Quelle grâce, quel feu! Quelle aimable peinture! Clairon, tu réunis dans ton jeu séducteur, Ce que l'art, joint à la nature, Peut former de plus enchanteur. Cent fois, te voyant sur la scène Ravir les suffrages divers, J'ai cru que c'était Melpomène Qui récitait ses propres vers.

Pourquoi faut-il que la Clairon, comme la plupart des triomphatrices, ait gâté ces belles qualités par de basses jalousies envers sa puissante rivale Mademoiselle Dumesnil, plus géniale peut-être, mais plus inégale, contre Lekain, cet acteur sublime, qui prend dans sa correspondance la dénomination de «ce beau Monsieur»?

La Clairon passe en rafale, balayant tout sur son passage. Rien ne lui résiste. Il faut que tout plie devant elle. Mademoiselle Clairon a écrit des Mémoires qui sont le dernier document à consulter si l'on veut savoir la vérité. La bourgeoisie dont elle se pare consiste à être l'enfant illégitime d'un sergent et d'une fille de Condé-sur-[61]Escaut. Le hasard l'amène avec sa mère à Paris, où elle assiste à une représentation de la Comédie française. Sa décision est prise et les pires brutalités n'arrivent pas à lui faire changer d'avis. De Hesse, acteur à la Comédie italienne, la fait débuter à son théâtre: elle n'a pas treize ans. On l'engage à Rouen pour quatre ans. Sa mère est préposée au bureau de location. Elle chante, elle danse, elle tient l'emploi des soubrettes. Elle cherche sa voie. De retour à Paris, la voici à l'Opéra où elle ne reste que quatre mois. Enfin, le Duc de Gesvres signe un ordre de début à la Comédie française: elle n'a pas vingt et un ans. Deux mois après, elle est reçue à demi-part. Et que lui fait-on jouer? Phèdre et Dorine de Tartufe. Quel souvenir reste-t-il de ces débuts en province et à Paris?
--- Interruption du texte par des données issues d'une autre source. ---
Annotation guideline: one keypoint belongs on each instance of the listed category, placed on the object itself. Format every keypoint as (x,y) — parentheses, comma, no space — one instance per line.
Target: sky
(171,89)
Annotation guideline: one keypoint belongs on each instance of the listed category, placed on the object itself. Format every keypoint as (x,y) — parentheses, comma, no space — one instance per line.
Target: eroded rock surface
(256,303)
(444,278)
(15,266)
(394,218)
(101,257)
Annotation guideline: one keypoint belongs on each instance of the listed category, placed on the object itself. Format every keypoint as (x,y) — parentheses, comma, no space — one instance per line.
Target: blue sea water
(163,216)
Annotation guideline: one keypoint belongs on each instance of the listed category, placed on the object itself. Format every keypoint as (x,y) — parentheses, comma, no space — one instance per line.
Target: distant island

Un ignoble pamphlet publié à Rouen par un soupirant éconduit: Histoire de Mademoiselle Cronel dite Frétillon et un Mémoire publié à Paris par les «opposans» à la réception de la demoiselle «Cléron».

Voici donc une jeune femme de vingt ans, n'ayant pour tout passé théâtral qu'une carrière de quatre ans en province, et dans laquelle elle tenait surtout l'emploi des soubrettes, qui débute au Théâtre français dans un rôle tragique qui n'est même pas de son âge, le rôle de Phèdre, et qui, du premier coup, se place au premier rang. D'autres débutantes ont pu se présenter précédées d'une réputation des plus recommandables. La sienne, hors du théâtre, est détestable. On a fait circuler sur son compte d'orduriers pamphlets, dont il faut nécessairement prendre et laisser, mais qui lui prêtent déjà une foule d'amants. A peine est-elle reçue à la Comédie [62] qu'on cite parmi les élus Grandval, son camarade, le beau «guerluchon» qui a grugé toutes les actrices de la Comédie, le Marquis de Bissy, le Président de Rieux, Monsieur de Senan un gentilhomme breton, le Marquis de Cortès, riche espagnol qu'elle garde six mois, le Comte polonais Bratocki, le Prince de Monaco, etc. Et cependant, pendant les absences du Prince, elle ne sort que pour aller à la messe, accompagnée de son père et de sa mère.

En septembre 1748, c'est Monsieur de Cindré qui lui a loué et meublé à Pantin une maison dans laquelle il la surprend en amoureuse conversation avec un jeune officier de dragons, Monsieur de Jaucourt. Il se retire sans être vu, et fait déménager le mobilier de la maison. Elle est criblée de dettes et saisie. Elle conquiert Marmontel, à qui elle ravit un rôle qu'il destinait à Mademoiselle Gaussin.

Elle est orgueilleuse et altière, ne pouvant souffrir aucun applaudissement qui ne lui soit destiné, et lorsque sa rivale, Mademoiselle Dumesnil, va la trouver par courtoisie pour la prier, au nom de ses camarades, de rester à la Comédie, qu'elle a témoigné l'intention de quitter, elle lui dira pour tout remerciement: «Ce que je ne comprendrai jamais, Mademoiselle, c'est que vous soyez applaudie plus que moi.»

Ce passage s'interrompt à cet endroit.